SIOUX CITY, Iowa (AP) — The owners of a distinctive Sioux City building that dates to the 1930s are trying to determine how much can be salvaged after a weekend fire.
The Sioux City Journal reports (http://bit.ly/1e39uVb ) the Normandy building sustained significant damage Saturday.
The white building with cone-shaped turrets was the longtime home of the Normandy Restaurant. It has also housed other businesses and in recent years, several art studios.
Jennifer Vollmer said it was difficult to watch the building where she spent so much time as a child burn. Vollmer's family owned the building and ran the Normandy Restaurant.
"It was just shocking," Vollmer said. "For a good three hours we just sat here and watched it burn and watched the firefighters do the best they could."
Fire officials haven't been able to determine what caused the fire partly because it hasn't been safe for inspectors to enter the building.
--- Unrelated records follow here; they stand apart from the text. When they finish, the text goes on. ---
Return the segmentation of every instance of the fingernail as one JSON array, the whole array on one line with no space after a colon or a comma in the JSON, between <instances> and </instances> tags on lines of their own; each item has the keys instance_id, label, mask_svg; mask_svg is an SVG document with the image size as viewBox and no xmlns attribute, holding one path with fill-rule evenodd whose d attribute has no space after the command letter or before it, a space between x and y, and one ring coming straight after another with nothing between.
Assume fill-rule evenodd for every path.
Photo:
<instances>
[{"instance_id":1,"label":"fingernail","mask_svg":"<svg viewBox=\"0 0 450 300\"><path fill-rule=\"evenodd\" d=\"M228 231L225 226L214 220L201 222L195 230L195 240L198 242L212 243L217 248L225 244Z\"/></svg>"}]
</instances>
Sioux City Fire Marshal Mark Aesoph said the roof will have to be removed before investigators can enter because it is in danger of collapsing.
"We've got to remove it, pick it off, piece by piece," he said.
Much of the interior of the building had been vacant for about two years, but several local artists had been renting studio space.
Valerie Martin said instead of preparing for an art show at the building, she'll be working on salvaging the artwork that firefighters saved.
"We had just finished building the studios over here, but now I'm just taking the rest of the art home," she said. "We were supposed to be having an opening next month to let people in and see what we had done."
Vollmer said her family had been considering renovating the building.
Vollmer said it's too soon to know if any of the building will be salvageable.
"It's not quite a historical landmark, but it's such a neat building that so many people have fond memories of," Vollmer said.